X 2. The white bass runs at Spring Creek was over couple months ago. The female white bass at spring creek are much bigger compared to those in the picture. Probably twice the size


----------



## long cast (Jun 16, 2010)

*fishing*

Were in spring creek


----------



## John_B_1 (Jan 28, 2011)

Nice report Brad, I'll give you a call when I got some time and we can have a chat about getting a trip together. My boat or yours


----------



## Major29 (Jun 19, 2011)

This report is inaccurate and an example of what not to do when posting a fishing report! The fish in the picture were caught a week ago in a different creek. I did however fish this afternoon...see the link to my post on how to properly post an accurate fishing report without disclosing the location and sending hundreds of people to your favorite spot. 
http://2coolfishing.com/ttmbforum/showthread.php?t=863081

Sent from my SAMSUNG-SGH-I537 using Tapatalk


----------



## Wett'n my Hooks (Mar 26, 2011)

Nice Haul, and Thanks for the guidelines to follow for a report?:ac550:


----------



## Yort69 (Jan 31, 2011)

long cast said:


> Were in spring creek


 Catching any yet ? lol :rotfl:


----------



## atcfisherman (Oct 5, 2006)

marshhunter said:


> so that would be how many fish? how many life jackets did you have on board while this fishing taking place? do you or do you not have a fishing license? was said license on your person while you were fishing? :headknock:headknock:brew2::brew2:


What the heck????

In Christ Alone I Place My Trust


----------



## Mantaray (Aug 29, 2004)

wadefisherman said:


> X 2. The white bass runs at Spring Creek was over couple months ago.

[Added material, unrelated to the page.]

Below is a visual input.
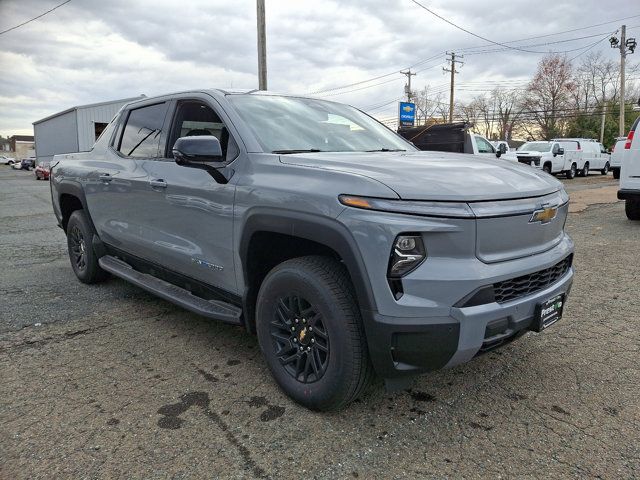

The female white bass at spring creek are much bigger compared to those in the picture. Probably twice the size


I was at spring creek Tuesday. Water chocolate milk and very strong flow. I threw 2 rods with live baits and held another with jigs and everything else in my tackle box. Only one single hit but no hookup, not even catfish. Saw another fisherman leaving empty handed and then another one showed up with his girlfriend, both were throwing everything in their tackle box but all they got was broken lines and lost jigs. We left at the same time around 7 pm. I would be very surprised if someone got fish the next day or even today. For the past 2 years I showed up at spring creek I got one single wb each trip, but very big female with heavy sac of eggs. May be next year would be my lucky year.


----------



## Law Dog (Jul 27, 2010)

Nice!


----------